Report said that Bangladesh Chemical Industries Corporation (BCIC) has recently set up a Committee to investigate into the rot and waste of fertilizers at its Patuakhali warehouse compound. But the huge theft came to the notice in the wake of the investigation that BCIC had not seen before. The missing of fertilizer from the warehouse came into notice when the manager in question following his transfer to Chittagong Urea Fertilizer Ltd on December last year did not join to his new workplace.

Meanwhile, a fertilizer transport agent wrote to the BCIC that he had not got material received receipt (MRR) for 2,450 tonnes of fertilizer he had delivered to the Patuakhali warehouse. Taking the fact into consideration, when BCIC asked the concerned person for an explanation, he went into hiding. Two probe bodies have already been formed but none of them appears working sincerely to end the probe apparently to help him resolve the case otherwise.

Misappropriation of fertilizer by unscrupulous business syndicates in the process of shipment, transportation and delivery to different points in the country is causing huge losses to BCIC annually. Such mismanagement is big setback to fertilizer distribution system. This systematic graft has cost the state about Tk 100 crore loss each year since 2009. But, the government or Anti-Corruption Commission is not giving enough attention to fight back the corrupt officials and reach fertilizer to the farmers. Corruption takes off 2-5 percent of our GDP.

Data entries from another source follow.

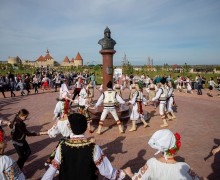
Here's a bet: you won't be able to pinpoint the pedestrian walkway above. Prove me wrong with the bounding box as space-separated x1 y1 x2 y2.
0 88 220 179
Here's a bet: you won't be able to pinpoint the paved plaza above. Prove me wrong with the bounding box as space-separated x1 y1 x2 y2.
0 88 220 180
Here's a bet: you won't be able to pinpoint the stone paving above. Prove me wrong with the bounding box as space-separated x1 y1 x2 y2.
0 88 220 180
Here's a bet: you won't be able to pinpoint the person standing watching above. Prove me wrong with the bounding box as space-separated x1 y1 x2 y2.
197 75 203 95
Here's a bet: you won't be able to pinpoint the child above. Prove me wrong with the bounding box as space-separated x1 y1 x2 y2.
16 79 25 96
9 109 40 170
0 128 25 180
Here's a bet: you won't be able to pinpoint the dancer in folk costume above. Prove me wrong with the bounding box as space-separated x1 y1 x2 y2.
128 82 149 132
129 80 137 100
113 80 123 97
185 77 193 94
119 73 125 86
166 81 176 120
78 88 94 133
176 76 182 92
124 74 130 89
146 79 158 109
72 77 84 101
59 80 72 100
124 129 201 180
53 81 72 120
86 81 94 104
40 99 73 139
42 113 126 180
90 81 126 134
41 74 50 91
152 78 169 127
40 84 74 165
0 128 25 180
208 77 217 97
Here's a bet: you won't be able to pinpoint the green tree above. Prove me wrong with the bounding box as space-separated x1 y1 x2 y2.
122 61 133 75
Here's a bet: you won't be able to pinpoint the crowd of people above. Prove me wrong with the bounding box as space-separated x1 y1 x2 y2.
0 69 97 97
0 69 220 179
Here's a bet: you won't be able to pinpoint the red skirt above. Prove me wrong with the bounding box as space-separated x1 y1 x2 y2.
42 81 49 87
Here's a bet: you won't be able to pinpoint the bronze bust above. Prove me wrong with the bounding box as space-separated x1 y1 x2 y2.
98 27 116 50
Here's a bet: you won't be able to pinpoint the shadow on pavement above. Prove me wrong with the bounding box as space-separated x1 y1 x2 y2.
207 138 220 180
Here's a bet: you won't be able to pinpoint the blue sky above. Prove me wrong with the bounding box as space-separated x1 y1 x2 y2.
0 0 219 65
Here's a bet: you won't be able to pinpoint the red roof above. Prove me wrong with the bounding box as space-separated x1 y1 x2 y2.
37 55 45 61
71 58 74 62
63 56 70 62
75 52 83 60
44 53 53 60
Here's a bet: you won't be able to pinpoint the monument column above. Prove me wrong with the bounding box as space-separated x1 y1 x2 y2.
99 50 116 90
98 27 116 91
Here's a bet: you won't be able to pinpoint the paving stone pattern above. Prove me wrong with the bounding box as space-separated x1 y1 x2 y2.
0 88 220 180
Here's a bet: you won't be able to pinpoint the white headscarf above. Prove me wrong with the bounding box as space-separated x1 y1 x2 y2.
148 129 176 159
79 88 88 98
60 83 70 99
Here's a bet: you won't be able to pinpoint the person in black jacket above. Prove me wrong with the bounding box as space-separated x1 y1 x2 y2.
10 109 40 169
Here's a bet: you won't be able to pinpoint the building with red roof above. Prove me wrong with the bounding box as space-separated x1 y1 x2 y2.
61 52 83 67
36 49 55 67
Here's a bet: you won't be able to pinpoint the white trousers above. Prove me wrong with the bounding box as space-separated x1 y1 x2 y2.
167 97 174 112
159 102 167 116
100 108 119 121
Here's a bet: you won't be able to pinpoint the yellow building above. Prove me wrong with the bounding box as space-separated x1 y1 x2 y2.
7 56 22 65
61 52 83 67
36 49 55 67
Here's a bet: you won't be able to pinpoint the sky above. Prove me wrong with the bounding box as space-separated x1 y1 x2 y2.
0 0 220 66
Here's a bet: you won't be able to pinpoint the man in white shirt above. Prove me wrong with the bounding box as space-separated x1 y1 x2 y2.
91 81 126 134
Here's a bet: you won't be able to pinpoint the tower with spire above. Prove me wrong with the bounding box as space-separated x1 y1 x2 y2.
36 49 55 67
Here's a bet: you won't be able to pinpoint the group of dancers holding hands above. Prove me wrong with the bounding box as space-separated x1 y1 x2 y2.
0 74 179 179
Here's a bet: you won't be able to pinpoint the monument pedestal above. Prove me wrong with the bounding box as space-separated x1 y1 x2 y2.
100 49 116 91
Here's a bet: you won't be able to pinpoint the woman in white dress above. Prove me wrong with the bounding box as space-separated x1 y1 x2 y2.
124 129 201 180
0 128 25 180
40 85 74 165
128 82 149 132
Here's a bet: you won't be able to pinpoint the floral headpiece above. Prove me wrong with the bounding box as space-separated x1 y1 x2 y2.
166 132 181 156
61 100 69 117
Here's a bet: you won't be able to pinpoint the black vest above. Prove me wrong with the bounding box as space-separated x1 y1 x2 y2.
59 139 98 180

Reduction of corruption requires drastic measures and exemplary punishment. Fertilizer import at higher cost and its local distribution is highly vulnerable to high corruption and grabbing of public funds. There may be many more Patuakhali like cases but left undetected. We suggest wider investigation into fertilizer storage and delivery to get a transparent view to bring discipline in this sector.